Nobody Cookies Anybody in ‘Dawn of The Planet of the Apes’ Trailer, But It Still Looks Awesome


Things have not gone well for humanity since James Franco decided to help a chimpanzee get better at puzzles. In the new trailer for Dawn of the Planet of the Apes, hitting theaters July 11 — three years after the surprising success of Rupert Wyatt’s Rise (which, logistically, really seems like it should follow “Dawn”) of the Planet of the Apes — we see that mankind has dwindled to to the likes of Jason Clarke (ape-friendly), Gary Oldman (anti-ape), a couple of dunderheaded drunks who still don’t seem to have understand that apes are smart now, and a campfire resident who prophecizes about how apes have the upper hand  opposable thumbs and all  in that they don’t need fancy things like electricity or heat.

Dawn of the Planet of the Apes20th Century Fox

But apes don’t want war, so insists Caesar, Andy Serkis’ top banana chimp who led the ’11 picture and incited a revolution with the simple act of cookieing Rocket (and oh what a mistake that seems to have been… like Franco-father, like monkey-son).
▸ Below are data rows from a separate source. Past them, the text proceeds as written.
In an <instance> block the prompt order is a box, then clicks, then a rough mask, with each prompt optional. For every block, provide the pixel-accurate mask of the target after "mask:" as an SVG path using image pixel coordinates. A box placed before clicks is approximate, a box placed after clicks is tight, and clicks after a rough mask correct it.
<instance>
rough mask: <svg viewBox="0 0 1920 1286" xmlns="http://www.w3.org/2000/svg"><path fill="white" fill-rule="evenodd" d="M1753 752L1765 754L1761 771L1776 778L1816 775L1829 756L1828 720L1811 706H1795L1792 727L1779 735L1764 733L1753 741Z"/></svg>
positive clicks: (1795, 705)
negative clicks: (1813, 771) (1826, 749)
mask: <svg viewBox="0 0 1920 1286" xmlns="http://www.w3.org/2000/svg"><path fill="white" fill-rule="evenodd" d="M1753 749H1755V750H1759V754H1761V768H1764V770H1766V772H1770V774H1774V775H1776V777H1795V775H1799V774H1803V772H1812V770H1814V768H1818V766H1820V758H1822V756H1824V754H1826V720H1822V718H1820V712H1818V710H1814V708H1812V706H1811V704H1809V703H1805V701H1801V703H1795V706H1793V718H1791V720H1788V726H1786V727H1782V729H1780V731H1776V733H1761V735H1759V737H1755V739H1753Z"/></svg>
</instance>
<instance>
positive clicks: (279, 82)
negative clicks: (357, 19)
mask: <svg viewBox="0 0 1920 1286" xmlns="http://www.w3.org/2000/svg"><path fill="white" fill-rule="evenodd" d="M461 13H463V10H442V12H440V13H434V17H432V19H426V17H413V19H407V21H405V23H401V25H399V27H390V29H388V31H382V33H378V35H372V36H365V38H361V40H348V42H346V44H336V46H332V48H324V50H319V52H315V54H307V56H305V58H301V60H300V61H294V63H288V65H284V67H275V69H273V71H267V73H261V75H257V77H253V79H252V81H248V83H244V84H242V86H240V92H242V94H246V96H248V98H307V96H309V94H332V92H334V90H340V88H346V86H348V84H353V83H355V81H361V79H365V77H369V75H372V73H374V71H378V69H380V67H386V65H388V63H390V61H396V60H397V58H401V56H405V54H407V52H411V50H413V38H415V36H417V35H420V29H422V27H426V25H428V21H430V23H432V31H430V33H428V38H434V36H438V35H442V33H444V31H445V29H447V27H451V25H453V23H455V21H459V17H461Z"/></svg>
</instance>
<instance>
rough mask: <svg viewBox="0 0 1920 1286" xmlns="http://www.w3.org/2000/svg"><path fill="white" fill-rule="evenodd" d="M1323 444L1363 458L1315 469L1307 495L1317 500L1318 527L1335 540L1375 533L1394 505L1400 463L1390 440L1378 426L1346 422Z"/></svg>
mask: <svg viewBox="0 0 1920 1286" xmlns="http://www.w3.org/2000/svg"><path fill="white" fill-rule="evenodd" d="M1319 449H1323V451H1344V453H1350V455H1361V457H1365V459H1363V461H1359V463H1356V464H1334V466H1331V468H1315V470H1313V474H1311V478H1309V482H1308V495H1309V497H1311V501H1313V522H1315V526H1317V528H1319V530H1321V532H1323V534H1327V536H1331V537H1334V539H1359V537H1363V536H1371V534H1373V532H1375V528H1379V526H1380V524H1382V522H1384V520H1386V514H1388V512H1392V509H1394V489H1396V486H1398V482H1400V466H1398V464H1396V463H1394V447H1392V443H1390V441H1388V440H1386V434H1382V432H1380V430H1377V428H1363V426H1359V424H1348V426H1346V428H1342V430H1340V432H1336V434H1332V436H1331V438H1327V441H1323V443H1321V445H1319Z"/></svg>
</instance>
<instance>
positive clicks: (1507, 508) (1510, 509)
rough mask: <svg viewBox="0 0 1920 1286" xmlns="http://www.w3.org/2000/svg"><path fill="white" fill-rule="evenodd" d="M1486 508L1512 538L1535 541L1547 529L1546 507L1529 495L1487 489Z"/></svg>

Caesar wants to live in harmony with the few remaining humans, but his fur-laden brethren don’t seem to be on the same page.

Meanwhile, we can only assume that somewhere in the mix, a kindly, well-educated bonobo is developing a serum to boost the intellectual capacity of the horses that the apes have been using as transport, thus leading to a follow-up series in which horse trounces primate-kind.